26 Nov

How to get on the telly

What’s the best qualification to get to appear on TV? Certainly, to be a young woman with large breasts – or, in the case of Ed Balls, a middle aged man with the same. Belonging to a rock band might get you on BBC4. I remember when that channel was opened, the BBC advertised it as “a place to think.” Well, they’ve given up thinking now as some evenings – particularly Fridays – are given over entirely to pop music. You could change your career and become a supermodel or a Premiership footballer. If all else fails, try dressing yourself up and pretending to be David Attenborough or Stephen Fry.

None of these devices – not even the last – is guaranteed to work.

There is, however, one foolproof route to success: have one of your relatives murdered. It helps if it’s a teenage son or daughter or a devoted husband in his forties.

There have been a few successes using this method this week alone, but respect for the dead and sympathy for the bereaved forbids mention of their names.

You would think that after such a grievous loss, the bereaved relative would wish most of all for privacy, to be left alone to reflect, even to pray, and to try to come to terms with the terrible event. That’s what used to happen. But now we live in the days prophesied by Andy Warhol when “Everyone is famous for fifteen minutes.”

After the verdict is announced, the fulminating widow appears outside the court and denounces “the scumbag” who killed her husband, whom she describes as “my rock.”

Or the grieving father faces the TV cameras beside “a roadside shrine” and describes his eight year old daughter – murdered by an “animal” – as “lovely bubbly.”

All these televised grievers have completely mastered the psychobabble that the media requires. the verdict has all;owed them to “achieve closure” and so now they can “move on.”

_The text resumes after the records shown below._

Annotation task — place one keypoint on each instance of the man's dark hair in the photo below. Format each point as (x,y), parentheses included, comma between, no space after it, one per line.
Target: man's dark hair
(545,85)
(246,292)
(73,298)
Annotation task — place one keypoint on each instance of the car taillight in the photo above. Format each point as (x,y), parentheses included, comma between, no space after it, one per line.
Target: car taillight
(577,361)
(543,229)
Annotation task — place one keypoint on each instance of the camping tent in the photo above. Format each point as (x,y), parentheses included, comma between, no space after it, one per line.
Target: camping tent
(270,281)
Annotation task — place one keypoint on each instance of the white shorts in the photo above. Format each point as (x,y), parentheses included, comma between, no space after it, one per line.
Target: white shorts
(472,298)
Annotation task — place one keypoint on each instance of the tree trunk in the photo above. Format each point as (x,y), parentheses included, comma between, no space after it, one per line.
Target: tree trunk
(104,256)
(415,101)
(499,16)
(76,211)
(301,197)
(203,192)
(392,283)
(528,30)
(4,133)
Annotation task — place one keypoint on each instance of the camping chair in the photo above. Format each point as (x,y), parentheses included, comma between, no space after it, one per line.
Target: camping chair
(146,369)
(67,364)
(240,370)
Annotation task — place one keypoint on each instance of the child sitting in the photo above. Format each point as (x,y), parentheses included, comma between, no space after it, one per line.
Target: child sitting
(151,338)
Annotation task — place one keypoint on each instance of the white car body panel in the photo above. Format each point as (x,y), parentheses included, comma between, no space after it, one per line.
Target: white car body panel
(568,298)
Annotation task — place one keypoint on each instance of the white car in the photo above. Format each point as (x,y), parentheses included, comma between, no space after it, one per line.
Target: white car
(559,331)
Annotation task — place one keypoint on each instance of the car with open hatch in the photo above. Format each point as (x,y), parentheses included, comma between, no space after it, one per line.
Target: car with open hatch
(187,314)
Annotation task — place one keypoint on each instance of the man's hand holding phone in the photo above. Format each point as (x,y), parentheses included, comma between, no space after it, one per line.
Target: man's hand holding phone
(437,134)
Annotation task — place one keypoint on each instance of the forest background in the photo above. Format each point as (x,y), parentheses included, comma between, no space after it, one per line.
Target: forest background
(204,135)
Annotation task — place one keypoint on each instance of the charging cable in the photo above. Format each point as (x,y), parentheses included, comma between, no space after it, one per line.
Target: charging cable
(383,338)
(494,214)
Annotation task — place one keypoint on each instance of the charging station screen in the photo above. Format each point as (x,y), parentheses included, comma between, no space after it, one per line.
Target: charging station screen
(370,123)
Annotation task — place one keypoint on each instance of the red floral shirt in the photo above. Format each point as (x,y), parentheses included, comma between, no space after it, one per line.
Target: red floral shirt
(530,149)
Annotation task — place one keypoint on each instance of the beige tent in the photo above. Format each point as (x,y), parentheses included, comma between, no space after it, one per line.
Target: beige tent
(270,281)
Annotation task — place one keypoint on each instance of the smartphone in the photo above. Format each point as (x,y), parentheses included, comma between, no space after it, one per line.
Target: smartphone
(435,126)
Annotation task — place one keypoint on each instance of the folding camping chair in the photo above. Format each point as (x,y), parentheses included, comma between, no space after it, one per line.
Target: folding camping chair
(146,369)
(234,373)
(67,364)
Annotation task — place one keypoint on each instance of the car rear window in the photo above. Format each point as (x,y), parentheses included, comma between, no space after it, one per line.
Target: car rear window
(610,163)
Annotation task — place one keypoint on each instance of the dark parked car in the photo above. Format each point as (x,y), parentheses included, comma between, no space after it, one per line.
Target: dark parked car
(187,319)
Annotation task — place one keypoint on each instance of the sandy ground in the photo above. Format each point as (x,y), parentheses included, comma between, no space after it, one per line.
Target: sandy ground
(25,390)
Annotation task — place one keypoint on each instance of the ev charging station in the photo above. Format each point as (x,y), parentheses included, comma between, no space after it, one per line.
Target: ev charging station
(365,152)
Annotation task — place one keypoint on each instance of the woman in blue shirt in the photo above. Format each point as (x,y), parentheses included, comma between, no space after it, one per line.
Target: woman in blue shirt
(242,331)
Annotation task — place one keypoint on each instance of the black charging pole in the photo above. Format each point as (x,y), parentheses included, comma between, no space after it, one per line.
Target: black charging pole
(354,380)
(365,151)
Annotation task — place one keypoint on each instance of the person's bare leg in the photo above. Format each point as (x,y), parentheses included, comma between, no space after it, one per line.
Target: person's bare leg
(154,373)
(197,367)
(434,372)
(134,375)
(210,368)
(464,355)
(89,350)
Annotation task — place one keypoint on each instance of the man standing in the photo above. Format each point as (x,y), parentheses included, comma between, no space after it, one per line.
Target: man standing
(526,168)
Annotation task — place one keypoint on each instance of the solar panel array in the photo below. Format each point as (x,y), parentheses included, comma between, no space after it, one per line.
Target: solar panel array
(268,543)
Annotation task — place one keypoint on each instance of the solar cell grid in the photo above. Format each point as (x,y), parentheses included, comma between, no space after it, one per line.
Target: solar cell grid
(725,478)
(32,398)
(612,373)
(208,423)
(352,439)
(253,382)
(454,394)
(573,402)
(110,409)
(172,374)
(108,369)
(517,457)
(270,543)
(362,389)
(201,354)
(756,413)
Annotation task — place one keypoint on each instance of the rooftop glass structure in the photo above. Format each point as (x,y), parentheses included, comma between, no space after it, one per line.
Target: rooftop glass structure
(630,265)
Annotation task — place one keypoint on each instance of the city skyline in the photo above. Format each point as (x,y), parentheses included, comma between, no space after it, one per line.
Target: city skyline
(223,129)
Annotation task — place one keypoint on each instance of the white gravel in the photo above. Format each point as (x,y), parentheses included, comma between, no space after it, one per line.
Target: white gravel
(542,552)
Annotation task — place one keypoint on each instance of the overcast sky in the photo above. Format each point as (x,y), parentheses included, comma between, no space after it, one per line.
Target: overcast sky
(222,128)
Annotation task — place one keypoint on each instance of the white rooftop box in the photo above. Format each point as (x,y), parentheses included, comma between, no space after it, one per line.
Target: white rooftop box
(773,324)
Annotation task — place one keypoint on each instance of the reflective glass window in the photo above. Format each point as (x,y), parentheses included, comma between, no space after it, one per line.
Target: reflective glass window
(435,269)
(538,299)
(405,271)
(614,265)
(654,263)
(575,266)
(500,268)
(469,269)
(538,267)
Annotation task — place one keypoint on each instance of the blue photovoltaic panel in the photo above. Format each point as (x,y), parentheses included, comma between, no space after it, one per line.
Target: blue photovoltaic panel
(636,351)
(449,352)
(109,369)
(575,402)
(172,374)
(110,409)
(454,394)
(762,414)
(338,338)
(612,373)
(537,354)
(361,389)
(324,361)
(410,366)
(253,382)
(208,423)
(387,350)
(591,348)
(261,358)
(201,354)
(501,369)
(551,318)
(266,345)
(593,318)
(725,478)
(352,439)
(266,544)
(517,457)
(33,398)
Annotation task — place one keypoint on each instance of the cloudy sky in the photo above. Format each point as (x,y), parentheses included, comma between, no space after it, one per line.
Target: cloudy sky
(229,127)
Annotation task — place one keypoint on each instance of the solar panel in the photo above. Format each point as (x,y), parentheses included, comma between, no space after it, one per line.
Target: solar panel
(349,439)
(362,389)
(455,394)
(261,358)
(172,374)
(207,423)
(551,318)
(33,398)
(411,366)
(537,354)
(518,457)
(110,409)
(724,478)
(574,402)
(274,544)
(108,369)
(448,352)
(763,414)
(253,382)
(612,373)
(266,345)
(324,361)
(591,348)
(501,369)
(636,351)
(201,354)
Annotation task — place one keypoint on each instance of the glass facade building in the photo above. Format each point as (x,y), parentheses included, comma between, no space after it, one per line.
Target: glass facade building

There is something inappropriate, mawkish and frankly creepy about all this. Grief is not a suitable subject for display and publicity. And the best way to assuage your grief is by not advertising it.

Kierkegaard said, “There is a sign in Copenhagen which forbids spitting in the street. I wish there were a similar prohibition on sentimentality.”

But in our blatant therapeutic culture, fame trumps all.

I think it was Anthony Burgess who commented that the highest accolade of our times is “You woz on the telly!”